Synthesis and Anti-Cancer Activity of Benzisoxazolo[2,3-a]azinium Tetrafluoroborates

Richardson Ballroom

Despite the success of genomics in identifying new essential oncogenic signaling pathways, there have been a limited number of sustainable leads in anticancer drug discovery to address increasing chemoresistance. To improve progress in this area, our lab synthesized several novel benzisoxazoloazinium tetrafluoroborates with structural characteristics similar to clinically effective DNA binding drugs. From a series of eight tricyclic pyridinium compounds with various substituents, a methyl-substituted compound effectively inhibits proliferation in colon cancer cell lines (IC50 = 2.95 micromolar) and shows significant in silico and in vitro DNA binding affinity.
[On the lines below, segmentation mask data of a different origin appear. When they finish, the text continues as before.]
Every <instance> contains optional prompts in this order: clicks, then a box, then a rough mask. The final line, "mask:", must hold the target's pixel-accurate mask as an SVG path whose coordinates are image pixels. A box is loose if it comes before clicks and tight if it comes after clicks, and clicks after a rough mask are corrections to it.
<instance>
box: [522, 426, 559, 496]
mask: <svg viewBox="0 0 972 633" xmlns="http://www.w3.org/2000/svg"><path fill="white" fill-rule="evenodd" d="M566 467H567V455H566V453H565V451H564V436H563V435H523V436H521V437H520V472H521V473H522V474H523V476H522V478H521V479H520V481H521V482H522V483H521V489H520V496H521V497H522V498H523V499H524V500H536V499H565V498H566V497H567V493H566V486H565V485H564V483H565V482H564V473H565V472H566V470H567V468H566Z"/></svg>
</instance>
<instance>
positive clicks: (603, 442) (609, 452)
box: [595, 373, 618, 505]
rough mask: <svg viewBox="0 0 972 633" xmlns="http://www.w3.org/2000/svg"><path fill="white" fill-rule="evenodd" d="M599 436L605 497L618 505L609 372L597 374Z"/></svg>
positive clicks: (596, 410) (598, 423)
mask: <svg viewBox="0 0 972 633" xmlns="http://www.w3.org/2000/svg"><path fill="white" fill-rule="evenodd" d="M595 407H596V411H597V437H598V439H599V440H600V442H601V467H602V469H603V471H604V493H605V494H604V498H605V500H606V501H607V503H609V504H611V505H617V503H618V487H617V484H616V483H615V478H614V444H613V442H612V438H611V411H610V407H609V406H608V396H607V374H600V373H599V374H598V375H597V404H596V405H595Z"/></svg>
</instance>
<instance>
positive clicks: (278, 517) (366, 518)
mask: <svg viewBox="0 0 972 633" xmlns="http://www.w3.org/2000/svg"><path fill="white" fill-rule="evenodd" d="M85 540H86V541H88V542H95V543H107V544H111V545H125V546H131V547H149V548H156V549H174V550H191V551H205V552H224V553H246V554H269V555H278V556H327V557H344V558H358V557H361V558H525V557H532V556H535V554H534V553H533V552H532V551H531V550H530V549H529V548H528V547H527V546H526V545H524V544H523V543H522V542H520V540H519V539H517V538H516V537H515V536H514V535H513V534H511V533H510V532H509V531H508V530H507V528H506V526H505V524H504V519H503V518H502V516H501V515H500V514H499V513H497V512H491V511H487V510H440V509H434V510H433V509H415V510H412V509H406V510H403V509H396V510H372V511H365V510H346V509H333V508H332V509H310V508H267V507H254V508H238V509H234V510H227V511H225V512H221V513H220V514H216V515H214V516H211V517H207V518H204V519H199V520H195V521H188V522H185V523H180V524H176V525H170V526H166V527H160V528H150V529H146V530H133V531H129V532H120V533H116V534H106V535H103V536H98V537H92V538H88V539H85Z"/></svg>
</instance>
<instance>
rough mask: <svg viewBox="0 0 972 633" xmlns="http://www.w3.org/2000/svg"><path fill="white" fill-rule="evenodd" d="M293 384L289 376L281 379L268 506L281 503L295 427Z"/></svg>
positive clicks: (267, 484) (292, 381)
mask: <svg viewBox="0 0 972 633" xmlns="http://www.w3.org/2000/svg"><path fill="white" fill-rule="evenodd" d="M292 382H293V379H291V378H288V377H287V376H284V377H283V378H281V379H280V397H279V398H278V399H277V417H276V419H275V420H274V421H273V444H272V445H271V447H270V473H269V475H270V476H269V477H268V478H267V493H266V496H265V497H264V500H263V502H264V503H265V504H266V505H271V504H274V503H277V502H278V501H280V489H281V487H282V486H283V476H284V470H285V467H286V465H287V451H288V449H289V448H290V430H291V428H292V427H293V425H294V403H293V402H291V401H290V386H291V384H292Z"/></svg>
Incorporation of a fourth ring generated quinolinium derivatives that recapitulate DNA binding activity of ellipticine. Preliminary IC50 values for these compounds range from 52 to 202 micromolar. To evaluate the impact of a second nitrogen, we synthesized and evaluated a quinoxalinium analog; results for this compound (IC50 of 18 micromolar) show increased cytotoxicity compared to the quinolinium analog. All compounds induce cell death via non-apoptotic pathways. Future work will involve the synthesis and evaluation of other quinoxalinium analogs, as well as evaluation of their activity against PC3 human prostate cancer cells.